Obama cannot run for another term in office and does not need a Super PAC, so what is he learning from Blankfein?
Obama’s bankster bromance by Chris in Paris
The White House is holding a meeting today with a number of business leaders to discuss the President’s economic agenda, including immigration. This is encouraging, as it will be important to get leaders on board with reforming immigration rules.
What’s less encouraging is that the President continues to treat Goldman Sach’s CEO Lloyd Blankfein like he’s royalty.
Even if you put aside the bailout “taker” receiving billions of tax dollars indirectly via AIG during the industry bailout, the relationship is strange. Goldman may not have been the worst offender (or at least, the most costly) of the Wall Street banks responsible for trashing the US economy, but they were certainly in the thick of the problem. Relying on the expertise of any CEO from Wall Street is bizarre.
Lloyd Blankfein, CEO of Goldman Sachs. Source: Financial Times
Even though Obama did plenty of campaign fundraisers on Wall Street, including with Blainkfein, the President should have more consideration for the Americans who carried the heavy load and paid for the sins of Wall Street. This is what happens when Democrats allow the unions to be cut to pieces. The only counter-balance to GOP money is banker money, and lots of it.
More recently, Lloyd Blankfein has been one of the usual voices calling for gutting the social system that most Americans need, like and want. For the Taker-Class like Blankfein, receiving trillions for his industry and billions for his company makes perfect sense and is fair. Your Social Security and Medicare? Sorry granny, you’re just being greedy and you will have to accept cuts.
Lloyd Blankfein wants his money and he’s first in line. Tough luck that there’s little left after he’s grabbed what he wants. Supporting the Blankfein’s of the world somehow is always the first priority of far too many politicians in Washington.
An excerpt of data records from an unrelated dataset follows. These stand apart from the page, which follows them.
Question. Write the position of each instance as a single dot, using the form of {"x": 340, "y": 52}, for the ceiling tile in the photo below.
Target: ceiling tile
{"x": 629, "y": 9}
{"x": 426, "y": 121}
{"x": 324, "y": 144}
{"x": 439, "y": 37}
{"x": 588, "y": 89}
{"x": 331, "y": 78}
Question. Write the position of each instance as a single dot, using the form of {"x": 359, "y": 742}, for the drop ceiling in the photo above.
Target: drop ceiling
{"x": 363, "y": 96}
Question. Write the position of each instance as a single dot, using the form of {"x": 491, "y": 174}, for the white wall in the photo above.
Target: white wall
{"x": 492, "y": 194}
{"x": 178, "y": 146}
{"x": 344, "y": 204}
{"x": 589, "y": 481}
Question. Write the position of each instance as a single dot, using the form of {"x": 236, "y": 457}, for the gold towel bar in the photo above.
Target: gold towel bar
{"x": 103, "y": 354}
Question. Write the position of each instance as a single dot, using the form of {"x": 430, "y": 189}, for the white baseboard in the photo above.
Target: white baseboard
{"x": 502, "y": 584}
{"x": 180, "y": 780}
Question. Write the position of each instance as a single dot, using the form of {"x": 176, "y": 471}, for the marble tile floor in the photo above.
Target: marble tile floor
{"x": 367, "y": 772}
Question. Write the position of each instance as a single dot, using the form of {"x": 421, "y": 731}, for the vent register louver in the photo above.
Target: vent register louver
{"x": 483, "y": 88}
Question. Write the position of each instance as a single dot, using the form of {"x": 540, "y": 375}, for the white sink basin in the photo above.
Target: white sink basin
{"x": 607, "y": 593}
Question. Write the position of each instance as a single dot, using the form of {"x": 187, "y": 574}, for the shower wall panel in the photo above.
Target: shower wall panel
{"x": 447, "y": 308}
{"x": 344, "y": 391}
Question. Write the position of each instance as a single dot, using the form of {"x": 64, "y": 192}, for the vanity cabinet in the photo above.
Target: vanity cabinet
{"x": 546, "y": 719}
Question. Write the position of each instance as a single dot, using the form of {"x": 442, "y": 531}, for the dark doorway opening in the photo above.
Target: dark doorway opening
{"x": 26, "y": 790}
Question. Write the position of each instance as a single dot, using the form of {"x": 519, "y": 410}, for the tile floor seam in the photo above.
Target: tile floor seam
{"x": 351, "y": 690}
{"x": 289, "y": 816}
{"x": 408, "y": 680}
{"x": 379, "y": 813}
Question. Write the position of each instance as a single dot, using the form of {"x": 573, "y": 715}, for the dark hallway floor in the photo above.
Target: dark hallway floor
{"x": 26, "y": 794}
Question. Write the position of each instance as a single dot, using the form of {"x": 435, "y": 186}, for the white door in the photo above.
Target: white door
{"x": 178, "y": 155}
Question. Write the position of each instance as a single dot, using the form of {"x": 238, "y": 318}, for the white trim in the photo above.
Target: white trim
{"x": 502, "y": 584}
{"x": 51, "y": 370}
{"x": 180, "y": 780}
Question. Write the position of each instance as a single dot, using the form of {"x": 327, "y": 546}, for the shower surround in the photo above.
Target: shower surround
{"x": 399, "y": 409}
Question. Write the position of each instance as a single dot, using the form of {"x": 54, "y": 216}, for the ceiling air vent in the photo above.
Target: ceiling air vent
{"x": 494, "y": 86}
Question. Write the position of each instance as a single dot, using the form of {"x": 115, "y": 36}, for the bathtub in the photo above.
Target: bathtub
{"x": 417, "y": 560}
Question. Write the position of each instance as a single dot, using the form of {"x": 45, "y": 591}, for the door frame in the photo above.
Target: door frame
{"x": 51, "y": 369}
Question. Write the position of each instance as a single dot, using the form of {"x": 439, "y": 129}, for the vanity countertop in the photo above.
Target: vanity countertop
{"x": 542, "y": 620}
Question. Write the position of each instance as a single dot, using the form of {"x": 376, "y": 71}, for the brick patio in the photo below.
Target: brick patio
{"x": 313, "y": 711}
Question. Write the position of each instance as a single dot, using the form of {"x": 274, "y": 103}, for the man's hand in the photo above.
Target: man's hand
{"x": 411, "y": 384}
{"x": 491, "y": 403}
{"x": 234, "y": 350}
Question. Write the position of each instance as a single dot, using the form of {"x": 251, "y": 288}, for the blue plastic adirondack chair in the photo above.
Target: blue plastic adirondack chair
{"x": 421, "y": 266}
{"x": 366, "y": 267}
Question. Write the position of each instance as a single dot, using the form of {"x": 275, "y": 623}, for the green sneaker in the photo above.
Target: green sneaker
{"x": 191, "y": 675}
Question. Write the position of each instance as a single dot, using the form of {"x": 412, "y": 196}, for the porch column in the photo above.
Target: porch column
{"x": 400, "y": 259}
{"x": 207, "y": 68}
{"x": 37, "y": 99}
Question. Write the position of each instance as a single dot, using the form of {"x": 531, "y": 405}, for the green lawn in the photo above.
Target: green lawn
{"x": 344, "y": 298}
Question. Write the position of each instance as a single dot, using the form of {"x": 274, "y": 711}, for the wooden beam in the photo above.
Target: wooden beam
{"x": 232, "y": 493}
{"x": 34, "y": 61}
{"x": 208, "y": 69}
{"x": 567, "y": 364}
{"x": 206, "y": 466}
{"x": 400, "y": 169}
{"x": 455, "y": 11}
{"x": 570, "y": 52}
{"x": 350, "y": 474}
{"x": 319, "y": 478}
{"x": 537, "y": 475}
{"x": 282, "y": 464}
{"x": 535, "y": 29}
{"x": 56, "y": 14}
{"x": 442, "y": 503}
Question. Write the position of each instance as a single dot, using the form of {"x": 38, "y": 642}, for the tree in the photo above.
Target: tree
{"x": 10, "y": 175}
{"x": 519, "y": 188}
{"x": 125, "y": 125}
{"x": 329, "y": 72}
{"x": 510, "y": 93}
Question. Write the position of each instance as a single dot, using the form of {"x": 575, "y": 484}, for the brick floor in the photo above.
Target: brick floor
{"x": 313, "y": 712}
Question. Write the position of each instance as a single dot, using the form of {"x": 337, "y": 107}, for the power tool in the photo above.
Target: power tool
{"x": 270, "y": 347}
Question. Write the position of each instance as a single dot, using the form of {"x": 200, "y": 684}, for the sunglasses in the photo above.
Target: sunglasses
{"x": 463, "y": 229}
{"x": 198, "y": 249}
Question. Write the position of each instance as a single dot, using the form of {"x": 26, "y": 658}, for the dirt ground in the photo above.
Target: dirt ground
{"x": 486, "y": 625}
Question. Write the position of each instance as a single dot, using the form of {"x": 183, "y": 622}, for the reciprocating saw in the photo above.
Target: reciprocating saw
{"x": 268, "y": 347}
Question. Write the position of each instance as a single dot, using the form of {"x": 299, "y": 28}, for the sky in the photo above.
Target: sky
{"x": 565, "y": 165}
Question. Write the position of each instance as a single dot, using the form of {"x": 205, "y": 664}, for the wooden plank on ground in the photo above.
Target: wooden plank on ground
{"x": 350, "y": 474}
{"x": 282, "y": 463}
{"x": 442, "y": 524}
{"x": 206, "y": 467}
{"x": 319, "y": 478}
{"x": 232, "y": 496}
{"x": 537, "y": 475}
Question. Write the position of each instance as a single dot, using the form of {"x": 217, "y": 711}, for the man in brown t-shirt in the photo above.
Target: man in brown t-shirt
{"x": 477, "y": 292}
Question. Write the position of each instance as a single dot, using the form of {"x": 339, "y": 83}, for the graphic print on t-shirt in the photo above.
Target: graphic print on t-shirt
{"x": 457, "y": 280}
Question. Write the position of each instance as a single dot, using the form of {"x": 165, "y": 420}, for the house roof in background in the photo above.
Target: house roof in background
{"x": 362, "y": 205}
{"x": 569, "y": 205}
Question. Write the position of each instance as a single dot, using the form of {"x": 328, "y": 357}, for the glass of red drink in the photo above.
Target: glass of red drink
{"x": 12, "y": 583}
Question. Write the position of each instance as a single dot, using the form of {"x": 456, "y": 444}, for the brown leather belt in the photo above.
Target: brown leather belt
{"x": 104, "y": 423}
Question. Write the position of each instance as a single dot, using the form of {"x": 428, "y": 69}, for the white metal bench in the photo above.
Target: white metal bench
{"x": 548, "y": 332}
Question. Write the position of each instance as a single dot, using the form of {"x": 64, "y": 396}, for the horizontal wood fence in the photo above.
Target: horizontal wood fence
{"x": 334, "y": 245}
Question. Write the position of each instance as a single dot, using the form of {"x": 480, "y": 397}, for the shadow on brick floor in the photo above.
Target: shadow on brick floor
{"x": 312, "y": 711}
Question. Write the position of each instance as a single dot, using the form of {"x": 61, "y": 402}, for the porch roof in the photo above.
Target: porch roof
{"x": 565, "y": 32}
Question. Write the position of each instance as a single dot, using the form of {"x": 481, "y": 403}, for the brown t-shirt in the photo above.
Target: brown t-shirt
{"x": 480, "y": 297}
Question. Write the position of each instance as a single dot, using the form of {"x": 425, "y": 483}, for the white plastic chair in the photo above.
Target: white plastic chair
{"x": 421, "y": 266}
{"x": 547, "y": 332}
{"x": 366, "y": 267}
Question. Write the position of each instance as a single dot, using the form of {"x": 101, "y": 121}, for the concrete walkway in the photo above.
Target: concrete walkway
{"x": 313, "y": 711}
Get it? Blankfein is your better. In another era, he’s the type that would insist on you removing your cap while in his presence and calling him “sir.” (NOTE FROM JOHN: He’s Mary’s ex-fiancé, Richard, on Downton Abbey.) In the UK, he probably would have received a Knighthood by the Queen like Fred “The Shred” Goodwin. The poor guy was born in the wrong century, but he still gets his point across.
Even more recently Blankfein decided to hand out bonuses in the US early – unusually early – so that Goldman workers, himself included, could avoid any tax increases in the US. Yes, the tax dollars that saved their collective asses was so long ago and that memory has escaped them.
Blankfein tried doing the same thing in the UK, by pushing out payouts to avoid higher tax rates – but thankfully, Goldman was called out and forced to retreat. When government wants to do something, and stand up to this kind of corporate greed, it can. But it has to want to.
This brings us to today’s meeting at the White House. Of course it makes sense to round up support for immigration and other issues that will impact business, but why Lloyd Blankfein? I just don’t get it. Even more strange is that like the rest of Wall Street, this is a company that is cutting jobs. It’s not as profitable as it used to be, now that there are a few regulations (that protect taxpayers). The trend in banking is obvious.
Somehow though, year after year, Lloyd Blankfein keeps getting the special treatment and the special invites and the special respect from President Obama. Whether it’s bailout money, or being an expert on job creation (despite being a destroyer of jobs), Blankfein keeps getting the invitations.
Most Americans have had enough of the “Taker Class,” including Blankfein. But Washington just can’t get enough.